Of course it is impossible that Hunter could have intended to deny the existence of purely mechanical operations in the animal body. But while, with Borelli and Boerhaave, he looked upon absorption, nutrition, and secretion as operations effected by means of the small vessels, he differed from the mechanical physiologists, who regarded these operations as the result of the mechanical properties of the small vessels, such as the size, form, and disposition of their canals and apertures.

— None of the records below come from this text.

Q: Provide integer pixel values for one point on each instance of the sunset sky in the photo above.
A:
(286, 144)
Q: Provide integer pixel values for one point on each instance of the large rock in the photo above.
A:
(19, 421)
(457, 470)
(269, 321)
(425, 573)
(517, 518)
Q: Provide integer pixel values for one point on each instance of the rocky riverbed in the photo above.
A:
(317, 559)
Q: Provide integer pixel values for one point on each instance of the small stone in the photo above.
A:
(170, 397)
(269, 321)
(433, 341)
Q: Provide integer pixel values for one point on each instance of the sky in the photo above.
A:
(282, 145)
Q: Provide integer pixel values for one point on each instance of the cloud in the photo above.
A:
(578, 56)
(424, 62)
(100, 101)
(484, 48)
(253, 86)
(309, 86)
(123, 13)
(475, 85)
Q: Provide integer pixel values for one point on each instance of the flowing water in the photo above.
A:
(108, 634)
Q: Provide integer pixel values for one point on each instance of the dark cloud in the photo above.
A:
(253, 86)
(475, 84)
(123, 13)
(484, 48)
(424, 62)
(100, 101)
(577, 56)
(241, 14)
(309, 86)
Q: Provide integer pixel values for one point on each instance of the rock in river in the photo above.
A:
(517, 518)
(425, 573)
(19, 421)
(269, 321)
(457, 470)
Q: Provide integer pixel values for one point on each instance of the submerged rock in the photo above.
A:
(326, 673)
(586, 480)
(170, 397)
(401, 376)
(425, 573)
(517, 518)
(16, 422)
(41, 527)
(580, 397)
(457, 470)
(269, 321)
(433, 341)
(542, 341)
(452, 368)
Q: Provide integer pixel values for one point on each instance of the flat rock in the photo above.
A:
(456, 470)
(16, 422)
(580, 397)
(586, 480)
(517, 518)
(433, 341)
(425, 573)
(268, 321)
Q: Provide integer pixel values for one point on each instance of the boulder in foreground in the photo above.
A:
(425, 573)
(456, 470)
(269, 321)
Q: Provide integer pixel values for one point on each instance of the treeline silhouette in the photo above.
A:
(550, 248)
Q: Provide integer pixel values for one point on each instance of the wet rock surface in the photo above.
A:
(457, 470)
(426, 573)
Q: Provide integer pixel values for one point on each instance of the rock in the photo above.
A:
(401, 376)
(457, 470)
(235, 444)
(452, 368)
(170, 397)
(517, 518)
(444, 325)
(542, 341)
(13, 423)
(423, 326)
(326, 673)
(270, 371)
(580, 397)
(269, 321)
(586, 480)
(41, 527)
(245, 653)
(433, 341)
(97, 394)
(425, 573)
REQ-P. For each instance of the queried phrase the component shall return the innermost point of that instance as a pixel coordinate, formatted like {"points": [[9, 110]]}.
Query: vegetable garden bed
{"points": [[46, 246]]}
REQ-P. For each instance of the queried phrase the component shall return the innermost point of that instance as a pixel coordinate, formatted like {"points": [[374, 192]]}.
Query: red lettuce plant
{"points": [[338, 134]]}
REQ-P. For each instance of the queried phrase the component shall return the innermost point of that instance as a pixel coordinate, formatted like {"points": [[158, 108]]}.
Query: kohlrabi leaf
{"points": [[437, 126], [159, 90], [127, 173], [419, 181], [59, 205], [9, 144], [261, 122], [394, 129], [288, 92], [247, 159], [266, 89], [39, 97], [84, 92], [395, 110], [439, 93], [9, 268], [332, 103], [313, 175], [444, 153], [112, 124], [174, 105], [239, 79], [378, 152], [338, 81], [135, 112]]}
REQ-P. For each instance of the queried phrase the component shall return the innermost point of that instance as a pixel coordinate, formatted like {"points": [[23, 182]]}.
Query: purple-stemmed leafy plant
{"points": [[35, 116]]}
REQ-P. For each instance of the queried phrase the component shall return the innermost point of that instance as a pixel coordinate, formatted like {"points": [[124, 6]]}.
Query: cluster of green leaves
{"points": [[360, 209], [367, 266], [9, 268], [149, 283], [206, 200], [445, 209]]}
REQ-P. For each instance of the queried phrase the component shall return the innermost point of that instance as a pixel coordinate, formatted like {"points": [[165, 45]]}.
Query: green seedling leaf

Hunter, on the contrary, considers them to be the effect of properties of these vessels which are not mechanical but vital. "The vessels," says he, "have more of the polypus in them than any other part of the body," and he talks of the "living and sensitive principles of the arteries," and even of the "dispositions or feelings of the arteries." "When the blood is good and genuine the sensations of the arteries, or the dispositions for sensation, are agreeable.... It is then they dispose of the blood to the best advantage, increasing the growth of the whole, supplying any losses, keeping up a due succession, etc." (l.c. p. 133).

If we follow Hunter's conceptions to their logical issue, the life of one of the higher animals is essentially the sum of the lives of all the vessels, each of which is a sort of physiological unit, answering to a polype; and, as health is the result of the normal "action of the vessels," so is disease an effect of their abnormal action. Hunter thus stands in thought, as in time, midway between Borelli on the one hand, and Bichat on the other.

The acute founder of general anatomy, in fact, outdoes Hunter in his desire to exclude physical reasonings from the realm of life. Except in the interpretation of the action of the sense organs, he will not allow physics to have anything to do with physiology.